Clavamox(amoxicillin/clavulenic acid) 15-20 mg/kg B-TID.
-check for parasites (demodex, ectoparasites)
-perform a food trial with a novel protein/novel carbohydrate for eight to 10 weeks.
-if appropriate, check blood chemistries and thyroid level.
-refer for consultation/management or intradermal skin testing for atopic dermatitis.
Generally, cephalexin is well tolerated, but mild to severe gastrointestinal side effects can occur. These include most commonly vomiting and/or diminished appetite. Occasionally, loose stools or frank diarrhea with or without hemorrhage can appear and warrant cessation of the medication. If vomiting or decreased appetite is mild, I advise administration of cephalexin with a full meal. This does not appear to alter the treatment success.
The addition of gastrointestinal protectants or anti-nausea/vomiting drugs can sometimes aid in the reduction and elimination of the undesirable side effects. I rarely advise preceding the administration of cephalexin with famotidine.

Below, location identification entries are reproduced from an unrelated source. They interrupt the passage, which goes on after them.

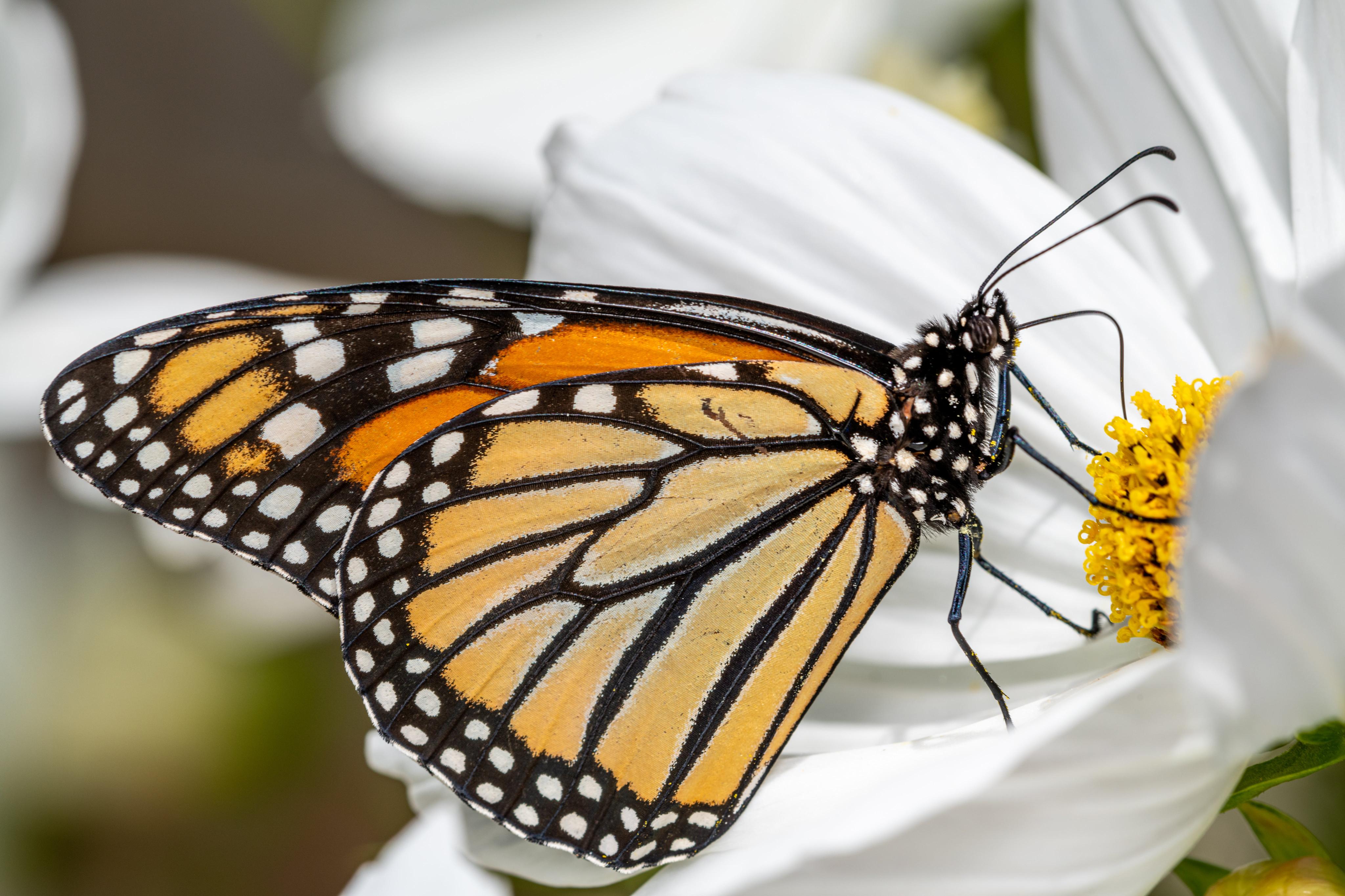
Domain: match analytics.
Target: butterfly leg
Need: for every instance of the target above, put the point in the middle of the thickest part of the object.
(1078, 487)
(959, 594)
(1042, 399)
(1099, 618)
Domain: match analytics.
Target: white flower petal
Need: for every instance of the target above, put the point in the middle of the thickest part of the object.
(1119, 774)
(39, 138)
(1207, 80)
(485, 842)
(1317, 155)
(1265, 618)
(426, 860)
(867, 207)
(454, 111)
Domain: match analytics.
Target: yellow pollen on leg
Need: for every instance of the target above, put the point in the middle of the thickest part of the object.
(1130, 562)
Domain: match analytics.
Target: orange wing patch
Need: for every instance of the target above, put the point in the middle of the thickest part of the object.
(198, 367)
(373, 445)
(580, 350)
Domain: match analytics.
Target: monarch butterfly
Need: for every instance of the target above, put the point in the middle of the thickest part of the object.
(594, 550)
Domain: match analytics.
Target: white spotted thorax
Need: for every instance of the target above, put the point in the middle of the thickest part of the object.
(945, 402)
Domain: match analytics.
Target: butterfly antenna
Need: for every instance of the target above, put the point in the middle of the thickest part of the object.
(1152, 198)
(1121, 338)
(1160, 151)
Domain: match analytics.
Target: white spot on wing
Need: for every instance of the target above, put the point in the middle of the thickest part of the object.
(390, 543)
(383, 512)
(590, 788)
(397, 476)
(419, 370)
(454, 759)
(297, 332)
(75, 412)
(532, 323)
(446, 446)
(356, 570)
(197, 487)
(154, 456)
(439, 331)
(595, 399)
(158, 336)
(513, 403)
(120, 413)
(573, 825)
(334, 518)
(294, 429)
(280, 503)
(319, 360)
(549, 788)
(430, 703)
(256, 541)
(502, 759)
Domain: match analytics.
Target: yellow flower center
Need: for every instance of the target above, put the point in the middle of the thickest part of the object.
(1130, 562)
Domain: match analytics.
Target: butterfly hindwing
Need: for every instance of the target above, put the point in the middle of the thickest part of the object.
(259, 425)
(598, 608)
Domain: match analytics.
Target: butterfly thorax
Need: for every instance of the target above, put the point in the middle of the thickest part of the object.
(945, 398)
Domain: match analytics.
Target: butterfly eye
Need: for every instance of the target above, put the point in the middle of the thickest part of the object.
(982, 334)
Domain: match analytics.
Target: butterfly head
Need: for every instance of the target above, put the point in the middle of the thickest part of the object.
(945, 389)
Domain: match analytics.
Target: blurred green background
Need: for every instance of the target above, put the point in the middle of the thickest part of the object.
(163, 734)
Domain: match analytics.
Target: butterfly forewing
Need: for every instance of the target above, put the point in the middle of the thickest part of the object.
(598, 608)
(259, 425)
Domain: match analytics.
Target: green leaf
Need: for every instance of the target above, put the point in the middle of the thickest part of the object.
(1313, 750)
(1199, 876)
(1284, 837)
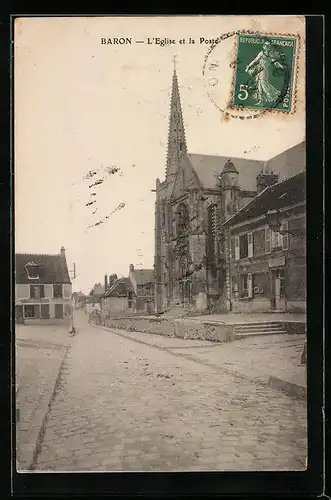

Resistance to cephalexin has been very minimal in veterinary medicine, although it appears to be an emerging problem. This resistance can be achieved by the bacterial production of cephalosporinases produced by resistant bacterial genes. The so-called methicillin-resistant Staphylococcus aureus has plagued human medicine and appears to have surfaced in veterinary medicine although clear evidence is lacking as to the frequency.
I have personally isolated strains of S. intermedius from canine pyoderma and demonstrated resistence to first generation cephalosporins such as cephalexin.
In contradiction, several studies have shown little change in the resistence of S. intermedius isolates over many years at veterinary teaching hospitals in the United States.
There is much evidence suggesting the host's inability to prevent colonization and shedding of staphylocccal organisms and that it is directly related to diminished or altered cutaneous or systemic immunity. Certain disease such as hypothyroidism, Cushing's, or allergic dermatitis have all been implicated in the development of pyoderma as well as recurrence.
Future work in the area of resistant bacterial genes and alter host immune status, and superantigens will provide benefit for our canine pyoderma patients.